Every year, faith inspires thousands of Indians to undertake the grueling trek to Mount Kailash in Tibet. Those who choose the 24-day pilgrimage organized by the External Affairs Ministry enter Tibet either through the Lipulekh Pass in Uttarakhand or the Nathu La Pass in Sikkim.
At the snow-covered Lipulekh Pass on a chilly August morning, we watched one of the 18 batches of yatris (pilgrims) cross over to India after completing the pilgrimage. At the same time, the next batch entered Tibet. On a rainy afternoon, we spoke to some of the yatris (pilgrims)— a young baba, an officer from the armed forces, a doctor, a homemaker, and many retired men and women — at Yama Dwar, the gateway to the abode of Shiva. This is where the parikrama, or circumambulation, of Mount Kailash, begins. It is believed that the virtues and sins of all those who cross this territory are evaluated by Lord Shiva.

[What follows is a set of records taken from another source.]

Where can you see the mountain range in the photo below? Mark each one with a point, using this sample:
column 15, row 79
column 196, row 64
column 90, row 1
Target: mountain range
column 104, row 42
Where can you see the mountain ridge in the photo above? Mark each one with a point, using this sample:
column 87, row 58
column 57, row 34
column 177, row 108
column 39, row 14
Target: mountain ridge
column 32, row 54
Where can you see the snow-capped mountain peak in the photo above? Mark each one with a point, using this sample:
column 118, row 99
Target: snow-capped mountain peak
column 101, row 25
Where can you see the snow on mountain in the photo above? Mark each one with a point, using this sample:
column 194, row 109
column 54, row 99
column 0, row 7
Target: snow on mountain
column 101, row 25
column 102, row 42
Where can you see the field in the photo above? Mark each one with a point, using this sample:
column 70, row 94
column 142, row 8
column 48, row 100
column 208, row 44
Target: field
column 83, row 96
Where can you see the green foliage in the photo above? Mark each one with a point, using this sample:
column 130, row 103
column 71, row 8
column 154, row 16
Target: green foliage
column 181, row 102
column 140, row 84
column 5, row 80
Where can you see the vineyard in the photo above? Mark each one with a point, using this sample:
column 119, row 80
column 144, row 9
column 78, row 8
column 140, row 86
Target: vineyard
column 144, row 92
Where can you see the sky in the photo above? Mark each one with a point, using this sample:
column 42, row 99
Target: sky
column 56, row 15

On another day, we found pilgrims resting near the north face of Mount Kailash. The wispy clouds covering the mountain had floated away as soon as we reached the spot, giving us a spectacular view of the sacred peak. We also sat with the yatris on the banks of the azure blue Manasarovar lake as they performed a havan.
The External Affairs Ministry’s yatra package, for those aged between 18 and 70, began on June 8 and ends on September 8. Private tour operators also organize the yatra. The pilgrimage involves trekking in inhospitable conditions at very high altitudes. “But it is worth it,” said a 70-year-old yatri (pilgrim) from Bengaluru.